Essa tarefa não será fácil, especialmente porque o atual governo deixará como herança um rombo fiscal gigantesco, devido à série de benefícios adotados nos últimos meses para pavimentar a reeleição de Bolsonaro, que acabou derrotado. As estimativas desse buraco fiscal, entre analistas do mercado, variam de R$ 150 bilhões a R$ 430 bilhões. No discurso, Lula disse que não tomará decisões que impactam a vida dos brasileiros "em sigilo", e que pretende restabelecer o diálogo com a sociedade e os empresários, recriando o Conselho de Desenvolvimento Econômico e Social, conhecido como Conselhão, extinto no governo Bolsonaro.
Para mostrar que não partirá para aventuras populistas, sem compromisso com a responsabilidade fiscal, Lula, segundo analistas, precisará se distanciar de economistas da esquerda tradicional e escolher, para o comando da equipe econômica, alguém com perfil de centro, que possa recuperar a capacidade de controlar as despesas, depois que o atual governo destruiu a última âncora fiscal em vigor: o teto de gastos.
Sergio Vale, economista-chefe da MB Associados, avaliou que a falta de informações sobre os futuros integrantes da equipe econômica, no discurso da vitória de Lula, era esperada. "Ele não deu nenhum sinal. Colocou o que se imaginava de salário mínimo, Minha Casa Minha Vida e esse programa de ajuda a quem está endividado. O pronunciamento inicial foi mais de conciliação, porque precisava ser mais nesse tom do que falar de ajuste mesmo, e ele falou o essencial", afirmou. Segundo Vale, o próximo governo terá que lidar com um rombo nas contas acima de R$ 100 bilhões e precisará de um waiver (licença para aumento de gastos) em 2023 para conseguir governar e aprovar um novo arcabouço fiscal.
O ex-ministro da Fazenda e ex-presidente do Banco Central Henrique Meirelles, responsável pela implementação do teto de gastos, em 2016, e cotado para compor a equipe econômica de Lula, aposta na reforma administrativa como prioritária para abrir espaço fiscal para as medidas que o presidente eleito defende. "A prioridade no início do governo seria criar fontes de receita para os programas sociais e os investimentos em infraestrutura.
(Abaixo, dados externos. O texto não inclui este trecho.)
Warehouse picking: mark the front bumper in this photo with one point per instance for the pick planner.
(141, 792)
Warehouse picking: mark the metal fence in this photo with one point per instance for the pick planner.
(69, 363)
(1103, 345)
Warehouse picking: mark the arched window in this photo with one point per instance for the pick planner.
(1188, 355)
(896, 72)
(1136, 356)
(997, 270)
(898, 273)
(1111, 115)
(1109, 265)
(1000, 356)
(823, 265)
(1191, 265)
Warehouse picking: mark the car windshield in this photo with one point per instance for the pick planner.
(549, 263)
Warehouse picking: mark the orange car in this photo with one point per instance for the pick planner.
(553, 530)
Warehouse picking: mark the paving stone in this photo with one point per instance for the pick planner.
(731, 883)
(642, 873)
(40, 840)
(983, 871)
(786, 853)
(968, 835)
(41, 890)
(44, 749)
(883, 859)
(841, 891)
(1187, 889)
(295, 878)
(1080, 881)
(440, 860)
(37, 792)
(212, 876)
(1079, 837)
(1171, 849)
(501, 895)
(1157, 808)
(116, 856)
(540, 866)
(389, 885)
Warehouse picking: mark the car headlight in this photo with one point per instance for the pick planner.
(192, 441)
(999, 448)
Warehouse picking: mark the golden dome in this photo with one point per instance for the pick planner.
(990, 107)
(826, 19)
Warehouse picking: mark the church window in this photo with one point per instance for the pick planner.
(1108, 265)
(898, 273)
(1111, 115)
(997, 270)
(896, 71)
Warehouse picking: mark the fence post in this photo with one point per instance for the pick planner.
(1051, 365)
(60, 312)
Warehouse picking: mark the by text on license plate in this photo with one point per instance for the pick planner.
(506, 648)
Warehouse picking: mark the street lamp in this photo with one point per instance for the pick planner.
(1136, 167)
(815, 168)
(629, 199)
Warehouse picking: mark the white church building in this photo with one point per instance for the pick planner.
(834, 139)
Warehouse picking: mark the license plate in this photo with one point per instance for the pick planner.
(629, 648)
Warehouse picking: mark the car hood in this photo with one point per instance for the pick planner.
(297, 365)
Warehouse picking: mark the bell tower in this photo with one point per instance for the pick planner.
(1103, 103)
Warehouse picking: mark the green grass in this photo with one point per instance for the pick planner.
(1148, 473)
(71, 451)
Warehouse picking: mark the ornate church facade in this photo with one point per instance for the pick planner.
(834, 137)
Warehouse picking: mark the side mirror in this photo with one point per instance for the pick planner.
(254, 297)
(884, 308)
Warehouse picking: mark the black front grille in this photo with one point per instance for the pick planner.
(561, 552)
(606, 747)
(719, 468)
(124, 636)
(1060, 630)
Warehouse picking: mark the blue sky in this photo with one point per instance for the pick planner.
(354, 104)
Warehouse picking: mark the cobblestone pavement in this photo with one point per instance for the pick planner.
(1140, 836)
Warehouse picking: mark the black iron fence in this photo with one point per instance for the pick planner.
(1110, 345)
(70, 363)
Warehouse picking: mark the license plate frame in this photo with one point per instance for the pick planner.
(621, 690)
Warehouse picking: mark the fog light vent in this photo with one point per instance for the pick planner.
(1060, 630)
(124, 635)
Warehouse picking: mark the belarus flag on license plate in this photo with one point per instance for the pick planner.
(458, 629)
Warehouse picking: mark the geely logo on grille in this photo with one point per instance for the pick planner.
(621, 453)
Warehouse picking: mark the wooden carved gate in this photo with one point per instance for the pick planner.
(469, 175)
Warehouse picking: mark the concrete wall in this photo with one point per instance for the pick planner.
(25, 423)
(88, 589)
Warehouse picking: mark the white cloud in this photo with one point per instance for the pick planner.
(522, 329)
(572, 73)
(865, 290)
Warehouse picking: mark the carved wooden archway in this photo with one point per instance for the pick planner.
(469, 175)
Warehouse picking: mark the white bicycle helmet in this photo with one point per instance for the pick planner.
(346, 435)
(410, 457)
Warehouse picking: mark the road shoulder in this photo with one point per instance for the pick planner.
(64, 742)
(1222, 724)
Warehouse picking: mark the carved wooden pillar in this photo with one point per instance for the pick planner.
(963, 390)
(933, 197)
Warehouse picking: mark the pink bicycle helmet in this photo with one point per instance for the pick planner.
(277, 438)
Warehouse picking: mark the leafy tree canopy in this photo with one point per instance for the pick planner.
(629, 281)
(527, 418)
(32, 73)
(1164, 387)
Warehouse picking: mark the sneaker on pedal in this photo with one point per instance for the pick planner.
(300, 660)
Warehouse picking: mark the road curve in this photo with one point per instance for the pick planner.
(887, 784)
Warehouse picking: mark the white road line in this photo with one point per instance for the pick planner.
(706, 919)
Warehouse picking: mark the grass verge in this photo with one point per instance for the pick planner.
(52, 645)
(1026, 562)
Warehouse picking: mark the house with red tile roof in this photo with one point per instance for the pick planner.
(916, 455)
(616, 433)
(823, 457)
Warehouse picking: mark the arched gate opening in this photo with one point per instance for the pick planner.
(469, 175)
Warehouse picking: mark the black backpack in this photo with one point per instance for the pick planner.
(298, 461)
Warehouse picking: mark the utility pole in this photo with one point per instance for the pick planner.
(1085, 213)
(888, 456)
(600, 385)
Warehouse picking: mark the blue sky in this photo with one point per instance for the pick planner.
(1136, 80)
Nesse sentido, a reforma administrativa seria fundamental, porque eliminaria despesas desnecessárias e criaria condições de estabilidade e de responsabilidade fiscal para que se possa ter investimentos em toda a economia, criando emprego e renda em toda a sociedade brasileira. Esse é o caminho", afirmou Meirelles ao Correio.
Meirelles, que ocupou recentemente a secretária de Fazenda e Planejamento do Estado de São Paulo, reconheceu a necessidade de uma discussão sobre novas regras fiscais, e também defendeu um waiver de gastos em 2023, mas com a manutenção de um limite para as despesas. "A minha sugestão é que se faça uma excepcionalidade (para as despesas) e a reforma administrativa, em 2023, para criar espaço dentro do teto para investimentos em infraestrutura. Isso é muito importante para discutir, com calma, se é necessária uma reformulação das regras fiscais ou um ajuste no teto", acrescentou.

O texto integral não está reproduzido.